Russian Spies Used $1 Million in Crypto to Meddle in US Elections – Decrypt

In brief

  • A manager of a Russian group linked to election manipulation has been charged with wire fraud conspiracy.
  • US authorities allege that he opened up accounts at crypto exchanges using fraudulent identities.
  • A blockchain analytics firm followed the money.

US federal authorities have put out an arrest warrant for a Russian national they allege conspired to interfere in US elections and stole identities of US citizens to open fraudulent accounts at cryptocurrency exchanges through which he, along with accomplices, funneled almost $1 million.

The complaint, filed in the Eastern District of Virginia court yesterday, alleges that Artem Lifshits, 27, of St. Petersburg, Russia, is a manager of “Project Lakhta,” an operation geared toward meddling with the US election and engineering distrust in the nations’ political system. 

“According to the complaint, the subject engaged in a wire fraud conspiracy to further Russian foreign influence efforts and to enrich himself and others,” said Alan E. Kohler, Jr. FBI Assistant Director of the Counterintelligence Division, in a statement released by the US Department of Justice yesterday.

Lifshits, along with Russian nationals Anton Andreyev, Darya Aslanov, as well as Andrii Derkach, a member of Ukraine’s parliament and a suspected Russian spy, have received sanctions. 

The money, much of it in cryptocurrency, was used to promote Project Lakhta’s influence operations and for personal enrichment,” according to the DOJ’s press release. They likely used cryptocurrency due to its privacy features and because it is far less regulated than traditional finance. They stole identities of US citizens to gain access to major crypto exchanges, which these days have identity checks. 

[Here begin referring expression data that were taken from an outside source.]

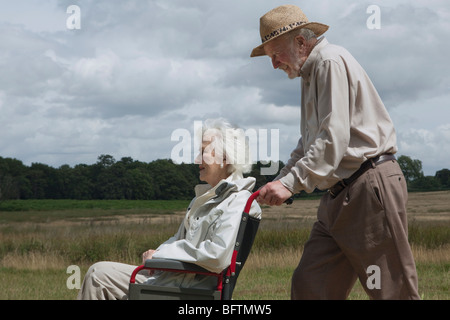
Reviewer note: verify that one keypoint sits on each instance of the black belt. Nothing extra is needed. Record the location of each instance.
(371, 163)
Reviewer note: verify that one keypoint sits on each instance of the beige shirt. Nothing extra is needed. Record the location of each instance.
(343, 121)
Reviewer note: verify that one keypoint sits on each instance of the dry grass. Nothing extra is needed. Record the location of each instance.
(34, 256)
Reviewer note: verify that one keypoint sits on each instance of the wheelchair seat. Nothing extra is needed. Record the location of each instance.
(226, 280)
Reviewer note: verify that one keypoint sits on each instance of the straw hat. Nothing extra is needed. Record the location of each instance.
(281, 20)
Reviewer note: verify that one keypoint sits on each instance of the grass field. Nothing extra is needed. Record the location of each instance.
(39, 240)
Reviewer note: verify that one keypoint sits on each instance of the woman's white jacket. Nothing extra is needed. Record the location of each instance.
(208, 233)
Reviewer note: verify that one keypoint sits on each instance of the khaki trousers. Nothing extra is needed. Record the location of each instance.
(362, 233)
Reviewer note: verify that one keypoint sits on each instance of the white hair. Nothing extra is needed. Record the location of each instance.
(230, 144)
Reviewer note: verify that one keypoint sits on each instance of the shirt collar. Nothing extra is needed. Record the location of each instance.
(305, 71)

Elliptic, a blockchain analytics firm, traced the cryptocurrency used to bankroll the operation. Analyzing the addresses listed on the US Treasury’s website, it found that almost $1 million passed through between May 2017 and January 2017.

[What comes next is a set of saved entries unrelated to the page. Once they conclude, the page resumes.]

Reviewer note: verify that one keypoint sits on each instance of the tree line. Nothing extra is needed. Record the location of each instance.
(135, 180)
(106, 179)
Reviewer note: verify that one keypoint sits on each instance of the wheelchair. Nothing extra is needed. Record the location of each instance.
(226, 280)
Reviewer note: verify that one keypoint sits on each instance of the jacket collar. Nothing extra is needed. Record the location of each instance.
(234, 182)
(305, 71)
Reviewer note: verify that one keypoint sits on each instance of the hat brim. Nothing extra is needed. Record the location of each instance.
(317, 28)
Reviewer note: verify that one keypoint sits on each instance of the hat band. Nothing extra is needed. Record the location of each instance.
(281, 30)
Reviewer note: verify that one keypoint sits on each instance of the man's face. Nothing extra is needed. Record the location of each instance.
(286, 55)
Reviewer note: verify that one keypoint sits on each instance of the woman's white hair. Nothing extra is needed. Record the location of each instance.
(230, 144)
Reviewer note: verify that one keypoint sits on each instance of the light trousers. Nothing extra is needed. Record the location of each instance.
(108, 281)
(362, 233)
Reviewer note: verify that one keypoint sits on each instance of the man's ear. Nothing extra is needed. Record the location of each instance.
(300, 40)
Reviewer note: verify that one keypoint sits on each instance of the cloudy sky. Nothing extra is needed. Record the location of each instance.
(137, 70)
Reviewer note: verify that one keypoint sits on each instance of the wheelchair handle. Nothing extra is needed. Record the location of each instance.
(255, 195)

Transactions ended “soon after the midterm elections of November 2018,” said Dr. Tom Robinson, Elliptic’s co-founder and chief scientist, in a blog post

Elliptic’s investigators found that, of the 23 crypto addresses listed by OFAC, $624,118 (64%) of the funds were held in Bitcoin; $260,354 (26.8%) in Ether; $80,281 (8.3%) in the privacy coin, Zcash; and $2,464 (0.3%) in Bitcoin SV. 

Money bounced around several different exchanges, among them Gemini, Bitfinex, Poloniex and Binance. 

Elliptic said that the conspirators could be doing something called “chain-hopping,” whereby criminals move funds between lots of exchanges. This makes it difficult to trace funds, but more importantly, it makes it a nightmare for authorities to ask exchanges to freeze funds. 

Elliptic wrote that “In fact, one or more accounts at a single, well-known exchange received over 96% of the USD 1 million in crypto involved,” but that it would “not disclose the exchanges involved due to confidentiality reasons.”